Сержант испуганно заморгал и попятился, но Антоний быстрым ударом сбил его с ног. Отплевавшись от грязи и помотав головой, тот поднялся на четвереньки. Антоний зажал ладони между колен и наклонился к нему:
— Так значит сержант?.. Сдается мне, что ты мне врешь. Я и сам-то капитан всего год, но сержантов мне видеть приходилось. И уж все немецкие сержанты знают старину Антония — да и как меня не узнать-то? — он раскинул руки и повернулся на босых пятках, демонстрируя себя со всех сторон. Величественная картина: засаленая рубашка без пуговиц, подвернутые до колен штаны с дыркой для хвоста да нечесаные патлы до плеч. — Ну-ну, неужели такие, как я, каждый день встречаются на улицах? Ну, если не считать бродяг! Что ты головой машешь? Ты ко мне со спины подошел — ты хвоста, хочешь сказать, не увидел?! И не почуял, что от меня волком пахнет?..
— Да, я только позавчера приехал из Берлина, — принялся оправдываться сержант. И, увидев, что Антоний заносит ногу для пинка, добавил, — Капитан.
— Уже лучше. Быстро учишься, господин странный сержант.
И Антоний расхохотался.
Тут хлопнула дверь. Девушки вылетели из пивной, одна из них красиво залепила пощечину солдату, пытавшемуся ее удержать за руку. Вот черт! Антоний на секунду забыл про сержанта и, заскулив, смотрел, как его девицы удирают на всех парах. Солдат, так и не пожелав отстать от них, широким шагом шел следом.
— Кретин! — рявкнул Антоний на сержанта, пытающегося подняться, и все-таки пнул его в бок. Что-то хрустнуло. Парень жалобно охнул. — Да встань уже!
Он схватил его за грязный ворот бушлата и рывком поднял на ноги с земли. Глядя ему в глаза, парень залопотал:
— Я сержант, честно. Меня перевели из Кенигсберга… Вам должно было прийти письмо. Да вот же, вот моя татуировка, я не шпион Совета, честно.
А ведь и правда, было какое-то письмо… Антоний наморщил лоб, припоминая. Но всей подобной ерундой занимается Ада, она эти все письма читает. Сержант совал ему руку под нос и продолжал нести какую-то чушь:
— Я не дождался ответа… Сидел в гостинице день, потом мне надоело… Я гулять пошел. Я не думал, что вы капитан. Я привык…
— К чему?
— Ну, капитаны — они немного другие.
— И чем они другие? — голос Антония стал грозным.
— Они… босиком не ходят.
Дрожащие губы сержанта расплылись в улыбке. Антоний не удержался и тоже усмехнулся в ответ.
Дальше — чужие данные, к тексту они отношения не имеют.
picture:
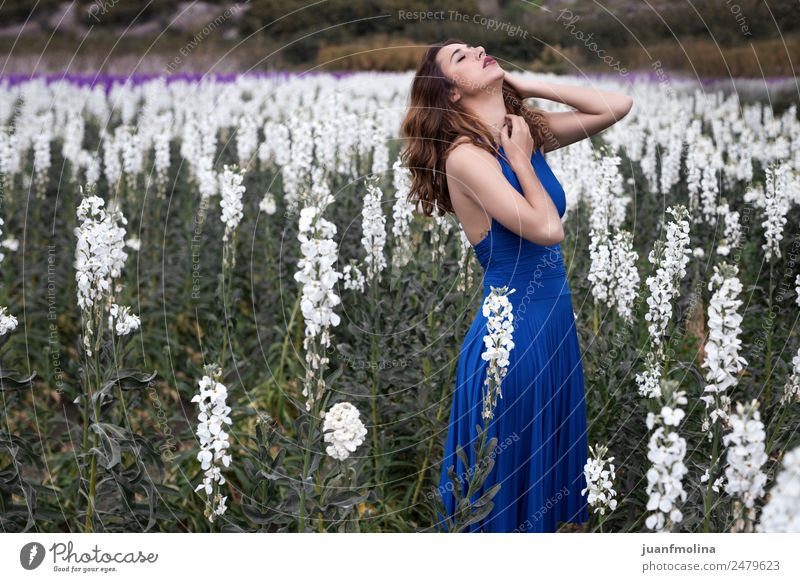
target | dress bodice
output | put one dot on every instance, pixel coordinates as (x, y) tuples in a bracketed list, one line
[(507, 258)]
— А я вообще необычный капитан, понял? Привыкай теперь.
— Так точно, капитан!
Антоний раздраженно уставился на пивную. Там еще оставался народ, но все это были полупьяные солдаты. Днем они вышагивали строем по Кёнигсплац — благо, Антоний их не видел — а по ночам просиживали в пабах, распивая пиво и прижимая к себе вчерашних одноклассниц или хорошеньких медсестер. Слухи о грядущей войне превращали многих из этих зеленых юнцов в отчаянных гуляк, надеющихся пожить впрок, прежде чем они погибнут во славу немецкого народа.
Естественно… он мог бы наплевать на запрет, он и наплевал бы… Но на кой черт ему эти воняющие пивом юнцы? А девушки, девушки были так хороши… Прищелкнув языком, Антоний сказал:
— Как же мне это не нравится! Еще немного и мы превратимся в мальчиков на побегушках. С каких пор нам запрещают охоту на смертных?!
Сержант согласно затряс головой. Смерив его презрительным взглядом, Антоний сказал:
— Дай закурить. Надеюсь, сигареты у тебя есть?
— Есть, капитан.
— Зови меня лучше Антонием, — сказал он, затянувшись сигареткой и невольно отметив, что они у сержанта хороши.
— А солдаты…
Он вопросительно на него посмотрел, и сержант принялся тыкать пальцем в сторону пивной:
— Они же, вроде, наши союзники. И мы, вроде, нападем с ними на Советский Союз… Это ведь правда?
— Ну, правда.
— Но ведь они тоже наши союзники.
— Какой-то ты глупый, — вкрадчиво сказал Антоний. — Как ты только стал сержантом?
— Но это правда?
— Правда, правда. По крайней мере, Ада, то есть, капитан Миллер постарается, чтобы это были именно мы… Ладно. Слушай. Мне некогда тобой сейчас заниматься, понял? — он затушил окурок о стену. — Мне нужно ее встретить на вокзале и все такое. Ты… ну я не знаю. Возвращайся в гостиницу свою, а там видно будет. Как там тебя, говоришь, зовут? Юрген Вайс?..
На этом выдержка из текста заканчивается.